John Bartlett

John Bartlett studied at the Royal Academy Schools from 1991-4. Bartlett’s painting practice is eclectic. He creates large scale works highlighting historical happenings; notably the Poll tax riots or a memory of a past dwelling or moment. Other works are more cinematic, depicting masked figures in an apocalyptic environment, often fleeing from something in the distance, normally unseen but recognisably referencing the genre of sci-fi or horror.

He is best known to date for his monumental work History Painting 1993-94 which now forms an integral part of the Museum of London’s permanent collection. This contentious work received a great deal of media coverage in Britain over the years primarily because it depicts the 1990 Poll Tax Riots in Trafalgar Square. In 2010 it was reproduced as 9 x 18ft posters on the London Underground as part of a promotional campaign for the Museum of London. In 2017 it featured in the book London in the Company of Painters published by Laurence King.

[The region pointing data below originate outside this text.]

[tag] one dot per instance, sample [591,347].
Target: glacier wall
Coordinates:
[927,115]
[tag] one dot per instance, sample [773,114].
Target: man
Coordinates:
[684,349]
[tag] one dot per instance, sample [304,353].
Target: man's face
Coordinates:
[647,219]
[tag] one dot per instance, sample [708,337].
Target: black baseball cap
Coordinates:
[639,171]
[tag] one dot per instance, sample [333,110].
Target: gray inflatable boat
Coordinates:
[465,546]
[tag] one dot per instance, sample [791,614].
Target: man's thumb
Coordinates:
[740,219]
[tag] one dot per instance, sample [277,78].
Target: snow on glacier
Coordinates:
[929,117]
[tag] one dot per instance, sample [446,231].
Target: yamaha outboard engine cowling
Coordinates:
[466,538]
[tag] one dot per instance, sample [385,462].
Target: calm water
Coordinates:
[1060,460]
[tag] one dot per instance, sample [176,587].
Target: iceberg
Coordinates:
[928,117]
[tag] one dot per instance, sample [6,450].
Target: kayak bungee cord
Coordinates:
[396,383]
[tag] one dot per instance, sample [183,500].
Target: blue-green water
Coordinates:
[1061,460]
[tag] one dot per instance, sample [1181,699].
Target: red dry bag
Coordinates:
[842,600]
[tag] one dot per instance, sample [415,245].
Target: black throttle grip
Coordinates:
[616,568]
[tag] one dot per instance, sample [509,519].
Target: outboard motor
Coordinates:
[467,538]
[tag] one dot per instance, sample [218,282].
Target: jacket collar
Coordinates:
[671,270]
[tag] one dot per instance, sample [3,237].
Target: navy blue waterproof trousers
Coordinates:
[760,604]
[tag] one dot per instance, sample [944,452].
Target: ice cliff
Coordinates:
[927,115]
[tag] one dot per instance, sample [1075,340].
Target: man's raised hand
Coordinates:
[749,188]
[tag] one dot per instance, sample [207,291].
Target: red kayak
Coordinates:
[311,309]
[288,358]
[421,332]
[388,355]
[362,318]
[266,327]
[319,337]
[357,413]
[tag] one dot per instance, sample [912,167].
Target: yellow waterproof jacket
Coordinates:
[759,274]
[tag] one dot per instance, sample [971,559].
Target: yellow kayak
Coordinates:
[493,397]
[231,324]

Other career highlights include a commission for Heathrow Airport and large-scale acquisitions made by the Guildhall Art Gallery and the V&A Museum of Childhood. He also has a selection of his drawings in the collection of the Royal Academy of Arts, and these were included in their survey of 20th Century Works in the exhibition Driven to Draw.

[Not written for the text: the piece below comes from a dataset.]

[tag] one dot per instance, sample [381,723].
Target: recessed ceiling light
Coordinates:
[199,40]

In 2012-13 the Guildhall Art Gallery held a mid-career retrospective of Bartlett featuring over fifty of his paintings and drawings in an exhibition entitled London Sublime.

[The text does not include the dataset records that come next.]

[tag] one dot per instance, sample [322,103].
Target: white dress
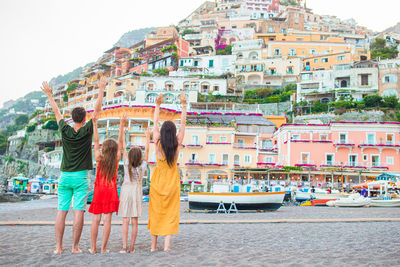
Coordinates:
[130,199]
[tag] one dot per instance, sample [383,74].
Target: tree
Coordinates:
[226,51]
[372,101]
[21,119]
[379,49]
[51,125]
[319,107]
[390,101]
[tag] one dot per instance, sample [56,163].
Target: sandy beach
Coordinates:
[269,244]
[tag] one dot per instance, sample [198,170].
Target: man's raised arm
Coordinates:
[102,85]
[49,93]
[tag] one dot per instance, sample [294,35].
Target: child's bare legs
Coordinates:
[167,243]
[77,230]
[154,243]
[125,230]
[134,221]
[106,231]
[59,229]
[94,231]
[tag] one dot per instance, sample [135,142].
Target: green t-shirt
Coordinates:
[77,147]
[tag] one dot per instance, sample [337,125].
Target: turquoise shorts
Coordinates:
[73,186]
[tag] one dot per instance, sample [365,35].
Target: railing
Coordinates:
[344,142]
[305,163]
[244,146]
[378,144]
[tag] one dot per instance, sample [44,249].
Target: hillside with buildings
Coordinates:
[251,70]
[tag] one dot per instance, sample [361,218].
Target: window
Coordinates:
[267,144]
[329,159]
[389,78]
[236,160]
[353,160]
[343,138]
[364,79]
[193,157]
[268,160]
[371,139]
[137,141]
[212,158]
[240,142]
[375,160]
[225,159]
[389,139]
[305,157]
[195,139]
[295,137]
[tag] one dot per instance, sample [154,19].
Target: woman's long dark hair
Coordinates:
[169,142]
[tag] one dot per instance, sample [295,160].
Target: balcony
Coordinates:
[330,164]
[344,143]
[214,164]
[305,163]
[194,145]
[243,146]
[193,163]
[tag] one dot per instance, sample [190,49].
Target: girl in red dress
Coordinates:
[105,195]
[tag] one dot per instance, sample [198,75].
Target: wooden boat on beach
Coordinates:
[266,201]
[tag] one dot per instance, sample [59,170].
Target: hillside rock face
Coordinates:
[394,29]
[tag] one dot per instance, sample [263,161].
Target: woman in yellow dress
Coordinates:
[164,203]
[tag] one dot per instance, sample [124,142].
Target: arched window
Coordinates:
[169,86]
[151,98]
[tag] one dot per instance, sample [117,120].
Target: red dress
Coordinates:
[105,195]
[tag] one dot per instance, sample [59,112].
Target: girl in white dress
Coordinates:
[130,200]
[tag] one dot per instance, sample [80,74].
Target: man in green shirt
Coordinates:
[76,161]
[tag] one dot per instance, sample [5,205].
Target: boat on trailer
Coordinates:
[244,199]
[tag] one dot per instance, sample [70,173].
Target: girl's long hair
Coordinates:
[169,141]
[108,162]
[134,161]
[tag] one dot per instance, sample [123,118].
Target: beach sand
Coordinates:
[269,244]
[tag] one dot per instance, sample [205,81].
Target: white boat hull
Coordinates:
[243,201]
[385,203]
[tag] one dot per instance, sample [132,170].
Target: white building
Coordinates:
[205,65]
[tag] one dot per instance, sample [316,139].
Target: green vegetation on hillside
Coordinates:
[380,50]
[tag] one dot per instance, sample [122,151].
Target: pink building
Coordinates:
[353,149]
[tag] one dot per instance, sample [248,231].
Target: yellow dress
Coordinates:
[164,202]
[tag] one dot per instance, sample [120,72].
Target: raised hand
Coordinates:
[160,99]
[147,133]
[124,118]
[47,89]
[103,82]
[183,99]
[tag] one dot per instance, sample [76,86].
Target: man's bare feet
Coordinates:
[76,251]
[57,251]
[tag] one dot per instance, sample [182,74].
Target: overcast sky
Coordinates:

More recently he was included in the 2022 exhibition New Contemporaries & Modern British Art at the Osborne Samuel Gallery, Mayfair.

In 2023 he returned after a decade to the Guildhall with his large-scale work Cars & Chaos 1995-96 included in the exhibition The Big City.

Notable private collectors include Andrew Wilton – former keeper of the British Collection at the Tate Gallery and Nicholas Penny – former Director of the National Gallery, London.

John Bartlett was born in London in 1960. He lives and works in Folkestone, Kent.